Ünlü Yönetmen Martin Scorsese’nin En İddialı 10 Filmi

Buradasınız

Yaşa 08 Nisan 2017

Francis Ford, Coppola, Brian De Palma, George Lucas ve Steven Spielberg gibi yeni Hollywood sineması akımının öncülerinden Martin Scorsese, sanattan uzak görülen Amerikan sinemasına altın çağını yaşatmış yönetmenlerden biri. Usta yönetmenin arşivinize ekleyebileceğiniz en iddialı 10 filmini sizler için derledik.
Film listesine geçmeden önce İtalyan asıllı Amerikalı yönetmenin tarzına da değinmekte fayda var. Scorsese filmlerinde aile, mafya, güç, adalet ve teoloji gibi konuların izlerini bulmak mümkün. Filmlerindeki düşünsel arka plan, çektiği her filmin özgün ve gerçekçi olmasını da beraberinde getiriyor. Diğer yandan birlikte çalıştığı oyuncularla uyumunu da belirtmek gerek. 1970’lerde Mean Streets, Taxi Driver ve New York, New York’ta Robert De Niro ile başlayıp yıllarca devam eden birliktelikleri buna bir örnek. Hatta 2018’de yepyeni bir projeyle tekrar bir araya gelmeleri bekleniyor. Yönetmenin birlikte çalışmayı sevdiği bir diğer oyuncuysa Leonardo Di Caprio. The Departed ve The Wolf of Wall Street filmleri, bu yönetmen-oyuncu uyumunu gördüğümüz yapıtlardan bazıları. Şimdi gelelim Martin Scorsese sinemasının unutulmaz eserlerine...

Taxi Driver (1976)

1976 yapımı “Taxi Driver” Martin Scorsese sinematografisinin en iyi filmlerinden biri. Cannes Film Festivali’nde en iyi filme verilen Altın Palmiye Ödülü’nü alan bu film, Scorsese’nin yönetmenlik kariyerinin de dönüm noktası. Robert De Niro, Judie Foster ve Harvey Keitel’ın başrolleri paylaştığı filmin setinde yönetmenin çok sevdiği New York var.
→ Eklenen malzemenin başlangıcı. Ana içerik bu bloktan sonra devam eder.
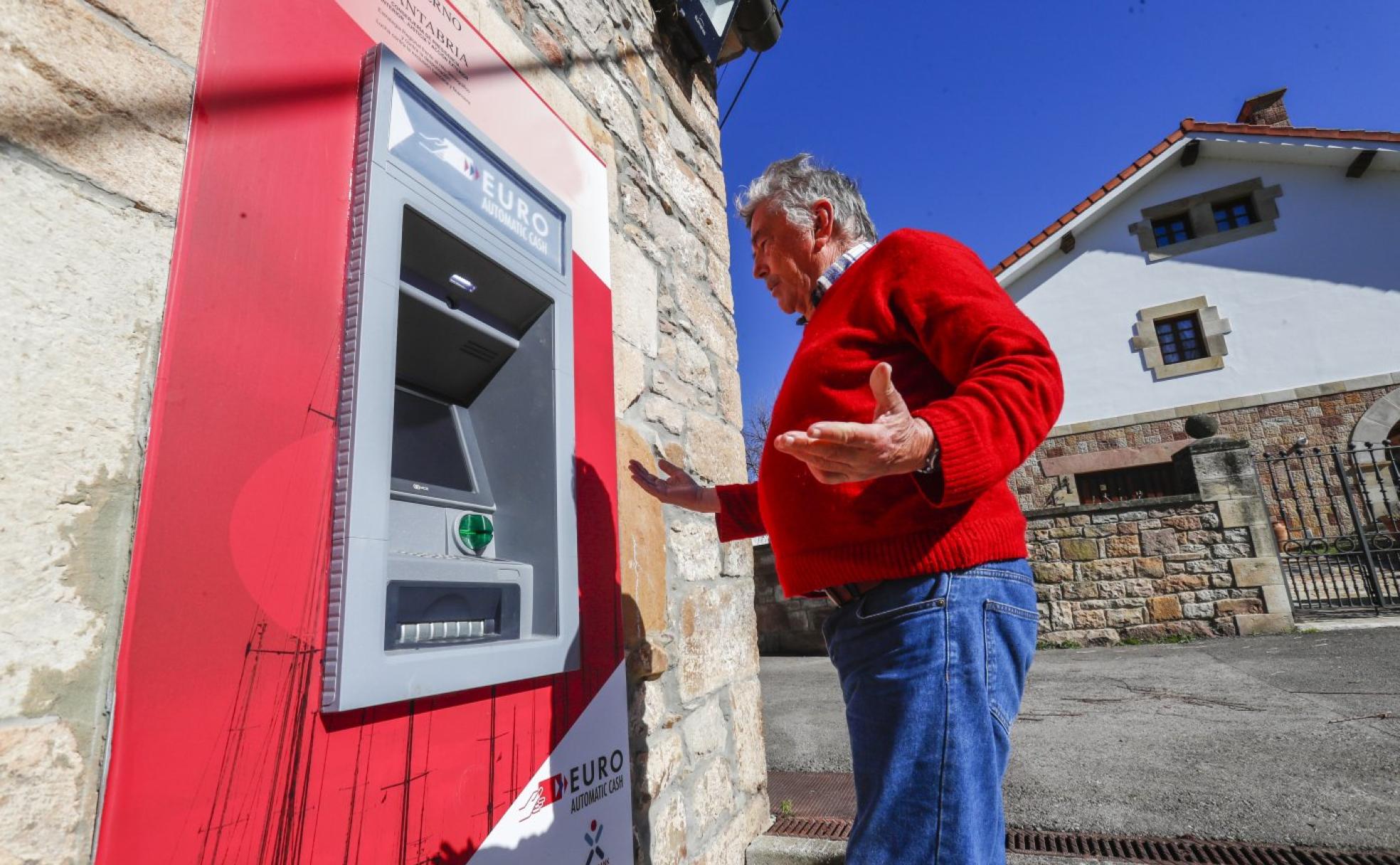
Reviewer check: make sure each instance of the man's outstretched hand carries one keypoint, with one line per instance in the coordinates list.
(893, 442)
(678, 487)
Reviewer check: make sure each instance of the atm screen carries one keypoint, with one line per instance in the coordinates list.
(428, 447)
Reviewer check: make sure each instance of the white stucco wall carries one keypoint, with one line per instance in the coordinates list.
(1315, 302)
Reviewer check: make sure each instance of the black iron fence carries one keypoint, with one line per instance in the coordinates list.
(1336, 514)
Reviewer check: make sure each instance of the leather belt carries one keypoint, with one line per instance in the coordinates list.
(847, 593)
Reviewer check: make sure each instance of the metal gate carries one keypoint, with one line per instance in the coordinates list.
(1336, 513)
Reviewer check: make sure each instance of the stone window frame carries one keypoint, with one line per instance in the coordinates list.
(1213, 329)
(1199, 212)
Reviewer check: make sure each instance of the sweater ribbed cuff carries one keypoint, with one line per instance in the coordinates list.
(967, 465)
(738, 517)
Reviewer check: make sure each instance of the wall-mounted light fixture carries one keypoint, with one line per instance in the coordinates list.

Toplumsal çöküş ve yabancılaşmayı tema alan film, Amerika’da kritik bir zaman olan Vietnam sonrası dönemde geçiyor. De Niro, Vietnam savaşından dönen ve taksi şoförlüğü yapan Travis Bickle karakterini canlandırıyor. Travis ve çevresindekilerin hayatlarıyla toplumsal bir hesaplaşmanın yaşandığı filmi, sinema tarihinin başyapıtlarından biri yapan ise De Niro’nun nefes kesen performansı olsa gerek.

The Departed / Köstebek (2006)

2002 yapımı Gangs of New York’tan itibaren birlikte çalışmaya başlayan Scorsese-Di Caprio ikilisinin en başarılı filminin The Departed olduğunu söyleyebiliriz. Yönetmenin sıklıkla işlediği mafya yapılanmasını konu alan filmde, Boston polisi İrlandalı mafya babası Costello’nun (Jack Nicholson) peşine düşmesi için Billy Costigan (Leonardo Di Caprio) isimli bir polis memurunu görevlendirir. Köstebeklik yapmak için çeteye kendini kabul ettirmesi gereken Billy’ye karşı, çete de polis merkezine Colin Sullivan’ı (Matt Damon) yerleştirmiştir. İki taraf da birbirlerinin açıklarından yararlanmaya çalışırken arada kalan köstebekler olur. Suç, intikam ve güç temalarını işleyen film, oyunculukların başarılı performansları sayesinde karakterlerin psikolojilerini de başarıyla yansıtıyor. Yönetmenin ilk Oscar’ını da bu filmle aldığını belirtelim.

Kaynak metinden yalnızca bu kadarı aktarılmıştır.